The Way Hiawatha Took Minnehaha Home, Minnesota

Categories
Special Collections > Keystone Slides
Type
tiff scanned file from original glass slide
Description
When Hiawatha had finished asking for the hand of Minnehaha, the Ancient Arrow Maker looked proudly at Hiawatha, then fondly at Laughing Water, and answered: 'Yes, if Minnehaha wishes;
Let your heart speak, Minnehaha!'
The maiden was standing.
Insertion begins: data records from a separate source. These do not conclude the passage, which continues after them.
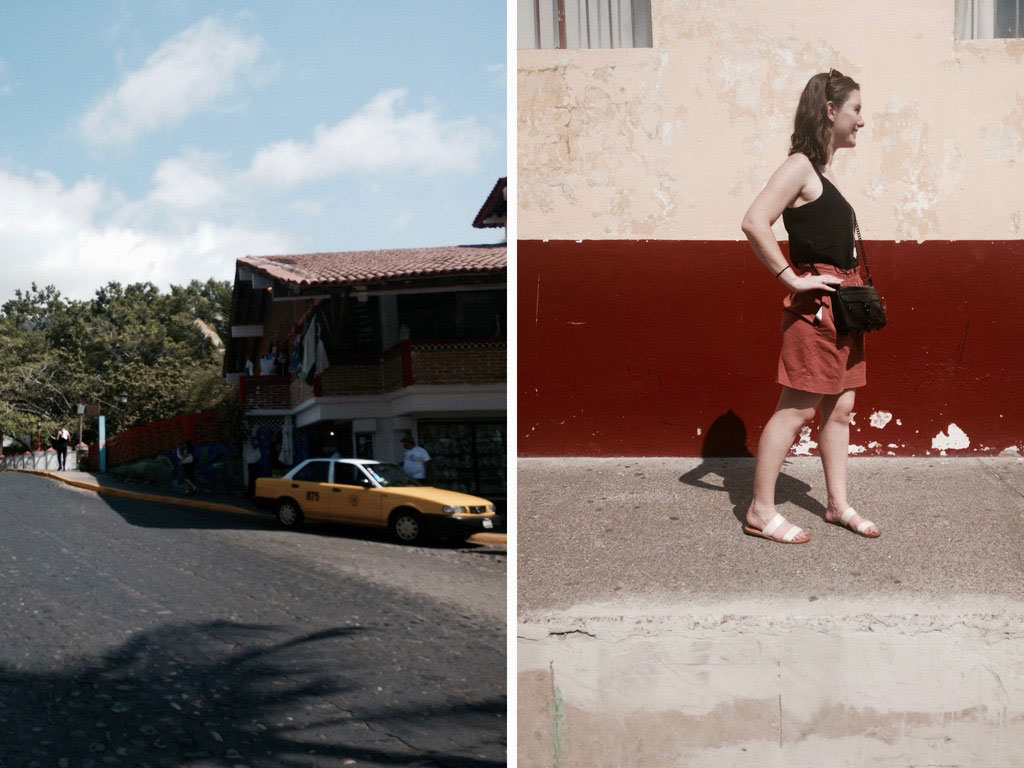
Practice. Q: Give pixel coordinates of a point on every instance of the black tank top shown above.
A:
(821, 231)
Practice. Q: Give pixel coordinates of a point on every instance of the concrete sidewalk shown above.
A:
(111, 485)
(653, 633)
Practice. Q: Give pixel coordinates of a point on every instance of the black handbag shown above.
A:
(857, 308)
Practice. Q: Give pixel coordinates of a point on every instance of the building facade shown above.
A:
(646, 324)
(348, 352)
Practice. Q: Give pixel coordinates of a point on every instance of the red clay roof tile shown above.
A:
(354, 267)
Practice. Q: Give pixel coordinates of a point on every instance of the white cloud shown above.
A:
(187, 73)
(376, 138)
(306, 207)
(82, 237)
(188, 181)
(402, 221)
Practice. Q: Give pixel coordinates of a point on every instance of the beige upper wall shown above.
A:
(675, 141)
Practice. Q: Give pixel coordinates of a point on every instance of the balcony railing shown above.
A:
(431, 363)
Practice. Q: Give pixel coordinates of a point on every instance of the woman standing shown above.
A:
(819, 370)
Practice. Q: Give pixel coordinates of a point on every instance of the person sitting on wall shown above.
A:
(60, 444)
(416, 462)
(186, 458)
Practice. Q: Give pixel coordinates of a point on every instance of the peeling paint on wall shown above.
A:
(674, 141)
(880, 419)
(952, 439)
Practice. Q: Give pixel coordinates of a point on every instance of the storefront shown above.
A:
(467, 456)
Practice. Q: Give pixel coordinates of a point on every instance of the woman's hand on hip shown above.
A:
(804, 283)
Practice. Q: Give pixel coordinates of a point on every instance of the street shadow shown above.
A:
(725, 455)
(224, 693)
(169, 515)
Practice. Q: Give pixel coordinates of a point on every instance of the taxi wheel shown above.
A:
(289, 514)
(408, 527)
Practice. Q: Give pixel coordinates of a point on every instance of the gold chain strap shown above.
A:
(863, 256)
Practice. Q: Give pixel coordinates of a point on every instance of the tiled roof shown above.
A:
(355, 267)
(494, 210)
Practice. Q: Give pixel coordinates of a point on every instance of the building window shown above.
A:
(985, 19)
(462, 314)
(584, 24)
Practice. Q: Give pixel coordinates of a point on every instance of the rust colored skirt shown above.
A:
(814, 357)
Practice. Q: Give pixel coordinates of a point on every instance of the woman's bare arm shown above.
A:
(785, 185)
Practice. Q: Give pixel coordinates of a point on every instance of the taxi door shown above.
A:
(353, 497)
(310, 488)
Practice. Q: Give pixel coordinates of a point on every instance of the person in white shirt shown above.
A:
(416, 462)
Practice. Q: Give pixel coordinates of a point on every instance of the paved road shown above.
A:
(144, 635)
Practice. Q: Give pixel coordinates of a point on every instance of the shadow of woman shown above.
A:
(725, 454)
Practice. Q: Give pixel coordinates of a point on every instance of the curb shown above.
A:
(197, 504)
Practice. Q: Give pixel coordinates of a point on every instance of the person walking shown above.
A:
(818, 369)
(60, 441)
(416, 462)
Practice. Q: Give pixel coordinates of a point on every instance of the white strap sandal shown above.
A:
(861, 528)
(768, 531)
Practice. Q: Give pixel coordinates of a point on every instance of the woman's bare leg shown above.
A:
(795, 410)
(834, 444)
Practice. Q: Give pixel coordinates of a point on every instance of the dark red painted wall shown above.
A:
(629, 347)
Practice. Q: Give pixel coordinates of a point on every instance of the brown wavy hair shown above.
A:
(811, 129)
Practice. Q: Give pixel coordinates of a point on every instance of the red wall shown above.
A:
(629, 347)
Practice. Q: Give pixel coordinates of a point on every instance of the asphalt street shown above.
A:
(151, 635)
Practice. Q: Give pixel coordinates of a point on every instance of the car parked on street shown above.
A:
(370, 493)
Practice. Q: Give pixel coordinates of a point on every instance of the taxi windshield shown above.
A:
(389, 474)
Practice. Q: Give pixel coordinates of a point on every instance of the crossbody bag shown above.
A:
(858, 308)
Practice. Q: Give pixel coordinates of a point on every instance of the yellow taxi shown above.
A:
(369, 493)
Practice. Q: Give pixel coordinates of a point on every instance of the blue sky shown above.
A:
(161, 140)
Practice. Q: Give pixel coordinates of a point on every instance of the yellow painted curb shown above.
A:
(488, 539)
(212, 506)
She walked over to Hiawatha, and
Softly took the seat beside him,
While she said, and blushed to say it,
'I will follow you, my husband!'
This was Hiawatha's wooing!
Thus it was he won the daughter
Of the Ancient Arrow Maker,
In the land of the Dacotahs! The succeeding part of the description, as Longfellow relates it, has to do with Hiawatha taking his bride home. The marriage ceremony had been simple. The wedding tour was in keeping. From the wigwam he departed,
Leading with him Laughing Water;
Hand in hand they went together,
Through the woodland and the meadow,
Left the old man standing lonely
At the doorway of his wigwam.
Pleasant was the journey homeward,
Through interminable forests,
Over meadow, over mountain,
Over river, hill, and hollow. The way they traveled over river and lake is here shown. It was some such canoe as this that Hiawatha had built by calling to the various trees to lend him their materials. The birch-bark canoe and the upright figures in it call to mind a civilization that has all but gone. Yet it was such scenes as this that were common to most parts of our great country before the coming of the White Man. Savage as was the Indian in war, and lazy as he was, yet he cherished and was true to the wife he had wooed. Keystone ID: 11943 Note: All titles, descriptions, and location coordinates are from the original Keystone Slide documentation as supplied by the Keystone View Company. No text has been edited or changed.